Five Reasons Business Owners Sell Their Business When They Shouldn’t

by | Jun 16, 2019

There are good reasons to sell a business and bad ones. However, when you look at the typical literature, most of it is geared toward large enterprises worth much more than a typical business. If you take less than you should for a business worth $50 million  dollars, it’s unfortunate, but it doesn’t affect how you live your life. If you sell your business for too little when the business is your primary retirement asset, it can be life-altering.

There are many good reasons to sell a business:

  • The owner is ready for a new challenge
  • Leveraging timing: selling at the top of the market
  • Serious medical issues
  • Divorce
  • Buyer who is willing to overpay
  • Business is worth a significant amount of money and will secure your financial future permanently

Any of the above reasons make sense, because the seller has either a catastrophic personal event or is selling the business for enough money to secure their finances forever.

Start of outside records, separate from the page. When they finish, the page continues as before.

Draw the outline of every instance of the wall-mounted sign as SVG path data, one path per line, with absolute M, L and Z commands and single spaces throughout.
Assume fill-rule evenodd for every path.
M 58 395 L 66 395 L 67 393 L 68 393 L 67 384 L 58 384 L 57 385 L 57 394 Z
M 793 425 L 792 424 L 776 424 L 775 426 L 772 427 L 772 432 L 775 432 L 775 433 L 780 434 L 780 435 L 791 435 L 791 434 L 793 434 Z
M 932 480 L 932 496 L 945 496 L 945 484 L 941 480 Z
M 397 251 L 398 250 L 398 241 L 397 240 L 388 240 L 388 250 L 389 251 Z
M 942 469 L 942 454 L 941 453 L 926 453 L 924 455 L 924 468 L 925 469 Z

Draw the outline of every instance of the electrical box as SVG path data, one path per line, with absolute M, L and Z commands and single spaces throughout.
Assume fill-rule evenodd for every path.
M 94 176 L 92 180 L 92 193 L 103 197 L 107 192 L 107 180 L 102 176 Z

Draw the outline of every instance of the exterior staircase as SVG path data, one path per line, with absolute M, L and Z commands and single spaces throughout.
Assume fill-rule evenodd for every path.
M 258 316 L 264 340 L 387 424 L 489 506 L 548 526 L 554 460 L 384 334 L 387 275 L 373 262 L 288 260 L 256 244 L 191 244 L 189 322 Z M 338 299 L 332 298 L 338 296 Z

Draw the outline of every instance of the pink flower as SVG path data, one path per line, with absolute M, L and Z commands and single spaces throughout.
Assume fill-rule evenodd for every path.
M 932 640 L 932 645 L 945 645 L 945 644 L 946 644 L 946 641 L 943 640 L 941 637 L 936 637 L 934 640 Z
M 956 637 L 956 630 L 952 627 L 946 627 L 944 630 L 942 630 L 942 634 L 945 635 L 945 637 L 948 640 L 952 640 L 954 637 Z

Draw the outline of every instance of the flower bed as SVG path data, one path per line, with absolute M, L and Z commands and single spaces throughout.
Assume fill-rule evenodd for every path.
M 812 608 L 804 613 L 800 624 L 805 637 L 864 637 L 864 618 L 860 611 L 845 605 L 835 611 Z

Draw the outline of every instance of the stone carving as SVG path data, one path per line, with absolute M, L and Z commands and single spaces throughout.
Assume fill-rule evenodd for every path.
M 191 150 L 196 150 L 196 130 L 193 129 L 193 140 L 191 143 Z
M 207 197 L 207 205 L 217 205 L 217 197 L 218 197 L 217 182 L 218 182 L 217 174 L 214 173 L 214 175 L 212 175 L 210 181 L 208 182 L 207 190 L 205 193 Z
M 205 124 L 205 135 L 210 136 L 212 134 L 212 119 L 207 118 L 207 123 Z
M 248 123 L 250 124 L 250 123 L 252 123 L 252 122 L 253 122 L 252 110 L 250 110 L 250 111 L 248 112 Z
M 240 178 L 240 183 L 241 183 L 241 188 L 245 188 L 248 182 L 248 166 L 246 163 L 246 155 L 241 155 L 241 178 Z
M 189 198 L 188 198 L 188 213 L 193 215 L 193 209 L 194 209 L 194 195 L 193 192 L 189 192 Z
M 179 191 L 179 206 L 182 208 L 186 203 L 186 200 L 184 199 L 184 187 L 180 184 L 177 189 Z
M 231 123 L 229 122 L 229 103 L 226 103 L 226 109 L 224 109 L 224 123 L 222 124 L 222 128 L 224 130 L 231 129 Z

For most business owners, these scenarios are not in play. Most of the time, business owners are contemplating selling their businesses for other reasons – bad reasons. The following is a list of the wrong reasons to sell your business:

  • Need funds for retirement. Your business may be worth far more as an income-producing asset than any lump sum. Read this article to determine what’s best for you.
  • Sick of the headaches. There’s another name for this: “Giving up.”  Every business owner has headaches. From our experience, it’s not that the business has more headaches than it did five years ago, it’s that you are less willing to put up with them. Good! Don’t sell the Golden Goose because it pooped in the yard. Put up a fence (i.e., fix the issues) and keep the goose.
  • Lost  passion. No worries, it happens. Don’t make a bad financial decision simply because you don’t have enough passion for the business. Do you have a strong passion for your Google stock? Your lack of passion is for your job, not your investment in the business. Treat them as two decision points, not one.
  • Worried about the economy. If the economy goes bad, your investments will tank. If you run the math, the financial returns are probably better if you shift the business model  to “recession mode” than to trying to invest in a bad economy, right?
  • The  business is stagnant or struggling. Business buyers aren’t stupid. They will figure this out and pay accordingly. You don’t need to fix these problems to Half-Retire. The business can decline ten percent for a decade and still pay you well.
  • Medical Problems. Yes, this item is on both lists. It can make good sense to sell a business for medical reasons, and it can also be a bad one. When making an important decision like this, treat your work/job at the business as one thing and the equity in the business as another. (Read this article for more explanation)  If you need to quit your job due to illness, that’s understandable. However, you may not want to forego your ownership equity also.
  • Divorce. I could write a book on how many times I have seen a business owner get the shaft due to divorce. Here is the really short version – You are NOT an indentured servant to the business, and your former spouse should not benefit from your value to the business. Ask yourself, “What is the value of the business if I walk away?” Business valuators place an unfairly high value on the business that includes your intrinsic worth. That is YOUR worth, not your ex’s. It takes a special lawyer to extract this value for you, but it can be done. I’m not a lawyer anymore, but my two cents:  Tell your ex to take the business and pay you the cash. I bet the valuation goes down quite a bit when they have to pay  to run the business without you.